347 名前:名無しさん@お腹いっぱい。[sage] 投稿日:2010/11/16(火) 23:16:15 ID:neeiF1vjO
俺の名前は須賀京太郎・・・好きな言葉は成り上がり・・・無論それは嘘だ。俺が通っている清澄高校では麻雀部の一員として日々、部長からの理不尽と言っても差し支えないほどの頻度で買い出しをしている。

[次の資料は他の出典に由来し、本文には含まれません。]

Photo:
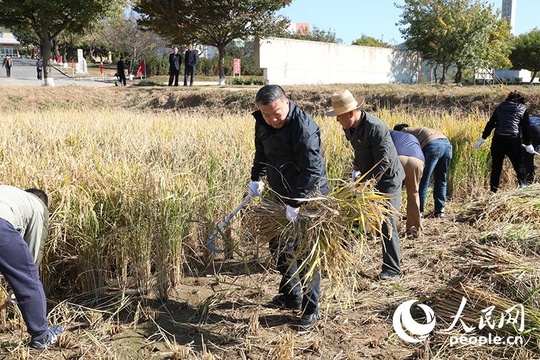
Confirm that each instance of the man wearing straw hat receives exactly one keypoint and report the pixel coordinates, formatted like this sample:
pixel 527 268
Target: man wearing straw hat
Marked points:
pixel 23 223
pixel 288 151
pixel 375 157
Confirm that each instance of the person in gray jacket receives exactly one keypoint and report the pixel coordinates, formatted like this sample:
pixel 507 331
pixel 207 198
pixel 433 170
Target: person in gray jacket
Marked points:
pixel 23 222
pixel 288 151
pixel 375 157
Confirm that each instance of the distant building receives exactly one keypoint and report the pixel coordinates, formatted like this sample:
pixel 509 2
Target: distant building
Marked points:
pixel 8 44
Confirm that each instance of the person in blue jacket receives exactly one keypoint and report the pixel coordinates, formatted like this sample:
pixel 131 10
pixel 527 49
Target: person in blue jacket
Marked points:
pixel 412 159
pixel 288 152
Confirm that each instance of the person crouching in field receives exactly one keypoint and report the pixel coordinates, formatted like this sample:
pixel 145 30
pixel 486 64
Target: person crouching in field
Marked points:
pixel 288 151
pixel 437 151
pixel 23 227
pixel 510 120
pixel 375 157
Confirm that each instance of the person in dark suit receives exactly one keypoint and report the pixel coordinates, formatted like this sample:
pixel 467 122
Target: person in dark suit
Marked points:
pixel 191 61
pixel 175 60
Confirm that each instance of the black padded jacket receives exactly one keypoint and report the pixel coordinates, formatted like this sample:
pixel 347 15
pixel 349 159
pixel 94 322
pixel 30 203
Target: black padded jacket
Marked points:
pixel 510 119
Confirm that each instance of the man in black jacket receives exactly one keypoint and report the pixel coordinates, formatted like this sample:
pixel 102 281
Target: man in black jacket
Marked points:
pixel 510 120
pixel 288 151
pixel 375 157
pixel 175 60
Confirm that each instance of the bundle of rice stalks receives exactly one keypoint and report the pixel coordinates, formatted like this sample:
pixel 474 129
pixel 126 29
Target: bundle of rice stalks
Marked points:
pixel 330 231
pixel 519 280
pixel 513 207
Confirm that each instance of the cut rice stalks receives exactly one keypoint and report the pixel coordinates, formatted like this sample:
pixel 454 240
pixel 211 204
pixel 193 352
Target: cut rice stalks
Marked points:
pixel 502 287
pixel 330 231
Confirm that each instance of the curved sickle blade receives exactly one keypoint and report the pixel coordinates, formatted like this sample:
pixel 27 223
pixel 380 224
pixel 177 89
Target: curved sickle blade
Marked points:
pixel 221 225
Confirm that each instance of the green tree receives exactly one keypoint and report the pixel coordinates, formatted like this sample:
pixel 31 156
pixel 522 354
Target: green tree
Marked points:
pixel 212 22
pixel 365 40
pixel 463 33
pixel 526 54
pixel 123 36
pixel 48 19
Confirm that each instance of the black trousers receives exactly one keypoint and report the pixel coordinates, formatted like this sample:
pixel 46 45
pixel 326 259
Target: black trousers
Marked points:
pixel 502 146
pixel 295 289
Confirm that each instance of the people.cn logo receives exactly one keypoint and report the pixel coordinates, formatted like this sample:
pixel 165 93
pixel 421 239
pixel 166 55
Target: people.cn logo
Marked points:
pixel 407 328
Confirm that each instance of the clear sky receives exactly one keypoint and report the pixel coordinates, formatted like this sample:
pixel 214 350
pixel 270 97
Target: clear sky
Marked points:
pixel 350 19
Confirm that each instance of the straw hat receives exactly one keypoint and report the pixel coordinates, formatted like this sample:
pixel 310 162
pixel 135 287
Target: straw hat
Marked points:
pixel 343 102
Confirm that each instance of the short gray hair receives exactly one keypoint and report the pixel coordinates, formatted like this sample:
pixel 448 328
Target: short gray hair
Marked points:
pixel 268 94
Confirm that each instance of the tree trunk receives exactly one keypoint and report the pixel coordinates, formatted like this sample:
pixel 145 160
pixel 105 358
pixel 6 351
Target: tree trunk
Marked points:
pixel 533 76
pixel 46 53
pixel 459 75
pixel 221 63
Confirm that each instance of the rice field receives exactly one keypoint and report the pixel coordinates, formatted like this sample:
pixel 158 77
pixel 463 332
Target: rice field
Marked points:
pixel 134 194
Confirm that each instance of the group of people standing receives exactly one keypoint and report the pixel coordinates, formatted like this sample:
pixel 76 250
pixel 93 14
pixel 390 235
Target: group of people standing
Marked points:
pixel 288 151
pixel 175 63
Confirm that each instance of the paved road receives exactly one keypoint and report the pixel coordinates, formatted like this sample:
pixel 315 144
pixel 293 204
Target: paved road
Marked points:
pixel 23 73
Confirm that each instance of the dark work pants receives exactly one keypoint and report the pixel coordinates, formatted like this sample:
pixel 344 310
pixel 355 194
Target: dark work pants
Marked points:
pixel 501 147
pixel 391 250
pixel 189 71
pixel 20 271
pixel 292 287
pixel 173 76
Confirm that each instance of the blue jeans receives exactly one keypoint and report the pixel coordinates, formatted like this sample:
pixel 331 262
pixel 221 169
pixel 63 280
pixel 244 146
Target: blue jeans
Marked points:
pixel 438 154
pixel 20 271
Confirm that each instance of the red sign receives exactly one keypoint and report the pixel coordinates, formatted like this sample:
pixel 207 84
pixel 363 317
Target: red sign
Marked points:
pixel 236 66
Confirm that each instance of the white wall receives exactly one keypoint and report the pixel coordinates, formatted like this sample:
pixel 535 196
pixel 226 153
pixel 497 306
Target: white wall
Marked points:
pixel 290 61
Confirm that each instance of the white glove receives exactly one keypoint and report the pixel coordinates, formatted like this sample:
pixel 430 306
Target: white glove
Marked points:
pixel 291 213
pixel 479 143
pixel 255 188
pixel 530 149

今日も部活という名の雑用が終わり、家で一人寂しく居眠りをしようとしていた。
だが、そんな俺に極めて不思議な出来事が起きている。それは、部屋で俺に代わって何故か巫女さんがスヤスヤと眠っているという事だ。
「すぅ・・・すぅ・・・」
その巫女さんはとても可愛らしくそれに胸の方も和に引けを取らないほどにおおき・・・・ゴホン。
そんな事よりもこの状況はなんだ?何ゆえ巫女さんが俺の家にいて、何ゆえ俺のベッドで寝ている?

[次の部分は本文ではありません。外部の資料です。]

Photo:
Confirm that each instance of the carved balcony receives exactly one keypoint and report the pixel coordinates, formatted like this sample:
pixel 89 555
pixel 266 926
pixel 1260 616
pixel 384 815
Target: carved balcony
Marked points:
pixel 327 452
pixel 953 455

どうするべきか・・・気持ち良さそうに寝ている巫女さんを起こすのも気がひけるし、起きた時に何を言ったら良いのか皆目検討もつかない。
しかし、このままにしておく訳にもいかないし一体どうしたら良いのか。
俺は巫女さんに目をやりつつも思案にくれてしまった。
「う・・・ん・・・」
巫女さんが甘い声をあげながら身体を震わせる。まずい、今の巫女さんの行動・・・ドキッとしてしまった。

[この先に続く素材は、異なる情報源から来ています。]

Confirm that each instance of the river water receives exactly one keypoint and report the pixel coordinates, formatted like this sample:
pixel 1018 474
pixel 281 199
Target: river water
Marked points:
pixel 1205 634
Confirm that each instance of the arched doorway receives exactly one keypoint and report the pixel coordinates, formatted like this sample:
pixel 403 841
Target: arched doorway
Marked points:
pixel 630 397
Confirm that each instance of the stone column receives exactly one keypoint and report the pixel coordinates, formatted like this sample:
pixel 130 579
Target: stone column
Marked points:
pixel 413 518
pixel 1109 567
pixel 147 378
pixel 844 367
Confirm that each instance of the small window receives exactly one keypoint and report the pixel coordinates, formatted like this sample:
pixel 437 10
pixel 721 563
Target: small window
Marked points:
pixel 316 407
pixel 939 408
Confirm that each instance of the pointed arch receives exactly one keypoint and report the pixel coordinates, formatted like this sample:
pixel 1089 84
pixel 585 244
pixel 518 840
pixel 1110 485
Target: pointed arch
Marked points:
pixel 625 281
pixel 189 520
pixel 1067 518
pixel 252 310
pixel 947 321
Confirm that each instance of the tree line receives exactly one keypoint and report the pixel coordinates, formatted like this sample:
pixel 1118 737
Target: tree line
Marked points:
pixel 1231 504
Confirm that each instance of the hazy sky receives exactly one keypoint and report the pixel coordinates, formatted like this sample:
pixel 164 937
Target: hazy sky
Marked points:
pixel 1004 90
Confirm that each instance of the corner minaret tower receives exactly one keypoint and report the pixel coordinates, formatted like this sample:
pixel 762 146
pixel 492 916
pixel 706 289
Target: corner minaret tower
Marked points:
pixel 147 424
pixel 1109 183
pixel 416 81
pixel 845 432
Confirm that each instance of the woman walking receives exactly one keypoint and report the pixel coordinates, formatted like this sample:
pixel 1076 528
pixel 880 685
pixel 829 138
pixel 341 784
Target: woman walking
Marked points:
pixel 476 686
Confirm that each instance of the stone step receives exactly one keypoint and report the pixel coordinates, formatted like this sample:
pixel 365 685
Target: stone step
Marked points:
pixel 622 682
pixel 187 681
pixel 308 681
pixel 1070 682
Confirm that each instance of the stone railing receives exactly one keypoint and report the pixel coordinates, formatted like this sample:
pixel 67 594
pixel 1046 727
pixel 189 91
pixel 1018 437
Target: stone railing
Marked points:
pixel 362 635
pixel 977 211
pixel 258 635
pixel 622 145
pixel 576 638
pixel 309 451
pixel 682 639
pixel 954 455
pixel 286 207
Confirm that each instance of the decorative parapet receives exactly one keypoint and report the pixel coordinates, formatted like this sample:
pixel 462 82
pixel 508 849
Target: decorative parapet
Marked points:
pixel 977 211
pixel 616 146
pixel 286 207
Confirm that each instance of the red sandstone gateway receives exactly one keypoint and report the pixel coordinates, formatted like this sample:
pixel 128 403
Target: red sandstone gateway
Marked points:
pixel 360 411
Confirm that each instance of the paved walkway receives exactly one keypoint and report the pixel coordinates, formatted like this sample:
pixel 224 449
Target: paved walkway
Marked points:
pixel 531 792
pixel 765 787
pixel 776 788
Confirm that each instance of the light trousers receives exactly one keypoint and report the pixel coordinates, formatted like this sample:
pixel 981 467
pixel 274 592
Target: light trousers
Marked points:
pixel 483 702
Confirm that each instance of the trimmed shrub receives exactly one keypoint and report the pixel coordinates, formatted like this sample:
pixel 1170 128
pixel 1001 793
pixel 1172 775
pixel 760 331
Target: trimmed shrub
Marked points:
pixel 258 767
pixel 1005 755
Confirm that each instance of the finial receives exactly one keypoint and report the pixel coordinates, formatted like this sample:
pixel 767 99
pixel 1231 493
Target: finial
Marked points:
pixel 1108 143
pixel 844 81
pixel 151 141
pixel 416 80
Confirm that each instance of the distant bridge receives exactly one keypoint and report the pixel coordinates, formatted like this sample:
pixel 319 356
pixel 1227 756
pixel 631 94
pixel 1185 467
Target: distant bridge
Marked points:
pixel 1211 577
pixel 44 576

我を失ってしまった俺はもっと巫女さんの顔を見たくなってしまい、彼女の寝息がかかりそうな距離まで自分の顔を近付けていく。
と、今まで寝ていた巫女さんの目が大きく開いた。突然の出来事に俺はその場に固まってしまう。
巫女さんの瞳はとても綺麗でまるで宝石のようだ・・・じゃなくて、これはまずいぞ。
この状況では俺が巫女さんに対して不埒な事をしようとしているみたいではないか。どうする?どうするよ俺。
「あ、あの・・・その・・・おはようございます・・・」
俺は顔を離し、慌てた様子でとりあえず挨拶をしてみた。巫女さんはしばらくジッと俺の顔を眺めていたが、やがてニッコリと微笑み言葉を放った。
「おはようございます京太郎様。あなたを楽しみに待っているうちに思わず寝てしまいました・・・ごめんなさい」
巫女さんは身体をゆっくりと起こしペコリと頭を下げた後、再びニコッと笑みを浮かべる。
ダメだ、可愛過ぎる。寝ている時も可愛らしかっがこうして改めて見るとさらに可愛いぞ。
しかし、待っていたとはどういう事だ?俺は巫女さんと会う約束をした覚えはないし・・・・とりあえず聞いてみるか。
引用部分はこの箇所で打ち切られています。